What’s happened since
About a month after the Facebook post increased customer numbers, the store got another surge of foot traffic when the parking lot was finally finished, prompting more media coverage. The increased foot traffic stuck around for a few months, giving the nonprofit hope that the store was on its way to becoming fully self-sustaining, rather than continuing to rely on donors.
“The numbers we were hitting in September and October were the level we need to be at all the time, so we’re not that far off,” said Jana Bodensteiner, chief development officer for Matthew 25. “If we can get the interest in the store so people come as consistently as they were coming in September and October, this will work. That will get us to that self-sustaining point. We just need that year-round.”
But the numbers dropped again in November and December as the hype died down and customers turned to larger stores to fulfill all their holiday shopping needs in one place. In response, the nonprofit is working on some new initiatives to try to compete with larger stores for customer attention, including a plan to offer holiday packages next year to try to keep November and December sales numbers up.
The store also is developing an online ordering system that will allow for curbside grocery pickup, which is popular among shoppers at larger grocery stores. That system should be up and running sometime in the next six months, according to Bodensteiner.
The main draw of the corner store over larger grocers, though, is the nonprofit’s efforts to keep prices low, especially for common household items, Bodensteiner and Nekola said.
“One of our new initiatives is something called ‘staple items,’ so the idea is that we wanted to keep those staple items that every household needs at an affordable price, and we want to make sure they’re reliably stocked,” Nekola said. “We’ve got produce, protein, carbs, even things like toilet paper and soap, and they’re all marked with our special blue tags … so that way people know you can grab that, and it’s going to be a super affordable price, and it’s going to stay that way consistently.”
The store also offers hot lunch specials and some premade dinner options at low prices — all for $6 or less — to encourage people to pick up something healthy on the days they don’t have time or energy to cook for themselves, instead of stopping for fast food.

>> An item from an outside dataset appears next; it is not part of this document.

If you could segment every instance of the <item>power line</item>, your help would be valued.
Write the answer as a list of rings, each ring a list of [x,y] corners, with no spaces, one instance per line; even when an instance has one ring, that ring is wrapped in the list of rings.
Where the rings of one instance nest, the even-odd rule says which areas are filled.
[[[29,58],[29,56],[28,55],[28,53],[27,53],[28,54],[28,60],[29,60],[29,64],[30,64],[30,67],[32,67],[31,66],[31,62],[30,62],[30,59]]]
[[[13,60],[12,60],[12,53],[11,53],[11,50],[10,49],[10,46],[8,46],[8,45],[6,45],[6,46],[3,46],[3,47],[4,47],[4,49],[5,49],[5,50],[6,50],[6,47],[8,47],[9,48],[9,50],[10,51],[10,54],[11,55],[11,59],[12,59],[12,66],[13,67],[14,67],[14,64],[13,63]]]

Some of the other items in the store, such as locally made specialty goods, are a little more expensive and are popular among some of the store’s donors who also shop there, according to Bodensteiner. Those pricier items can help to subsidize the low prices for staple items, but Bodensteiner said the easiest way for the store to keep staple prices low is by continuing to increase its buying power, which it can only do with a greater volume of customers.
“If running a small grocery store was profitable, everyone would be doing it, and they’re not doing it,” Bodensteiner said. “We don’t have the purchasing volume the way the bigger stores do, so the prices we’re paying for all the items in the store, I guarantee, are higher than what other grocery stores are paying, and we’re doing the absolute best we can to try not to pass that increase in price on to our customers.”